As rodovias federais que não têm licença ambiental porque foram implementadas antes da atual legislação ambiental deverão ser regularizadas em um prazo de até 20 anos. O cronograma dará prioridade às estradas de maior tráfego ou as que oferecem mais riscos de acidentes. As obras feitas dentro da faixa de domínio de rodovias que já possuem licença de operação não vão precisar de um novo licenciamento, apenas comunicação ao Ibama.

Em relação à área de petróleo e gás as novas regras, que valem para a exploração em alto-mar (offshore), preveem procedimentos e licenciamentos diferenciados por causa da sensibilidade ambiental (medida pela distância da costa), profundidade e riqueza ambiental. Também vai permitir o licenciamento por polígono, quando ocorrem diversas perfurações em um mesmo local, e o aproveitamento de estudos já feitos sobre as mesmas áreas em licenciamentos futuros.

A regularização dos portos vai permitir o licenciamento de intervenções de rotina, como dragagens de manutenção e aprofundamento de canais. Hoje 35 portos da Companhia Docas federais operam sem licença. Os portos terão 120 dias para aderir ao programa de regularização e 720 dias para concluir os estudos necessários. O Ibama terá mais 120 dias para a análise dos processos de licenciamento. No caso das linhas de transmissão, o licenciamento será definido segundo o grau de impacto na região em que serão implantadas.

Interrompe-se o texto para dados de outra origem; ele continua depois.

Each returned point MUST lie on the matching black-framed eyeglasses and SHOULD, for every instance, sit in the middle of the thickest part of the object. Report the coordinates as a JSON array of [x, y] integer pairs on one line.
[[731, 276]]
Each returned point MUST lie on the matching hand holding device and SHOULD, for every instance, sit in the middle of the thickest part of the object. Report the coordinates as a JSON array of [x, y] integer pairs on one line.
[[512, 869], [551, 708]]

Outra mudança estabelecida pelas portarias publicadas hoje está o prazo de 90 dias para que órgãos como a Fundação Nacional do Índio (Funai), a Agência Nacional de Vigilância Sanitária (Anvisa), o Instituto do Patrimônio Histórico e Artístico Nacional (Iphan), a Fundação Palmares e o Instituto Chico Mendes de Conservação da Biodiversidade (ICMBio) se manifestem sobre estudos de impacto ambiental de obras em licenciamento do Ibama. Atualmente, não há prazo definido para que esses órgãos se manifestem.

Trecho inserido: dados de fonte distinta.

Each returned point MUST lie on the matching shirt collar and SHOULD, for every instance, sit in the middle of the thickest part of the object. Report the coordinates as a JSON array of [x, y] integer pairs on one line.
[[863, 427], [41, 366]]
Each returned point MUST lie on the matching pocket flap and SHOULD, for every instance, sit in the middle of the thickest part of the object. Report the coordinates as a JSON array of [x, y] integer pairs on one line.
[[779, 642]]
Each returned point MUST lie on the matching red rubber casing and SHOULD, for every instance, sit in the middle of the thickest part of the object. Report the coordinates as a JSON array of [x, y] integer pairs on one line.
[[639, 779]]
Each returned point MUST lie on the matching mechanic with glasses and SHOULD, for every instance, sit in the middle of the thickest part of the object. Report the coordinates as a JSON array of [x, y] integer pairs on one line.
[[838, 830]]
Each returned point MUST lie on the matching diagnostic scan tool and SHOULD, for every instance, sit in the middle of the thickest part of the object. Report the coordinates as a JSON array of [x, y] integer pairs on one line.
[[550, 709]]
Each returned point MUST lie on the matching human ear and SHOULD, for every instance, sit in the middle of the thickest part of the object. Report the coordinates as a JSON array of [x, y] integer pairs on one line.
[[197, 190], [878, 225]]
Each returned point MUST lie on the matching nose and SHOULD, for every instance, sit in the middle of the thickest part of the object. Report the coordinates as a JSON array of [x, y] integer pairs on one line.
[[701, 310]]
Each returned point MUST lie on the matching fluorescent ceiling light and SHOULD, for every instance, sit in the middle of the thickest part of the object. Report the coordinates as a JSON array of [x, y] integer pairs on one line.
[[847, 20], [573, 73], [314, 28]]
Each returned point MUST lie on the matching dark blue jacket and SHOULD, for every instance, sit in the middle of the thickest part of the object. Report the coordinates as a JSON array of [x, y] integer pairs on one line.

Para a ministra do Meio Ambiente, Izabella Teixeira, as mudanças não significam uma flexibilização do licenciamento ambiental, mas sim a unificação das regras. "O que fizemos foi definir novos prazos e ritos para as instituições federais envolvidas no processo de licenciamento ambiental. Com isso estamos dando regras claras, novos prazos, regularizando empreendimentos que não têm licenças ambientais”.

Ela também ressaltou que os estudos ambientais que forem apresentados de maneira insuficiente poderão ser complementados apenas uma vez e, se o órgão ambiental julgá-los insuficientes poderá rejeitar os estudos. “Isso vai fazer com que haja mais celeridade com aqueles empreendimentos que estão em licenciamento ambiental e que cumprem as regras”.

Segundo o Ibama, as demandas por licenças cresceram cerca de 700% nos últimos dez anos e atualmente há 1.829 processos esperando o licenciamento ambiental. Em 2011 foram emitidas 414 licenças ambientais.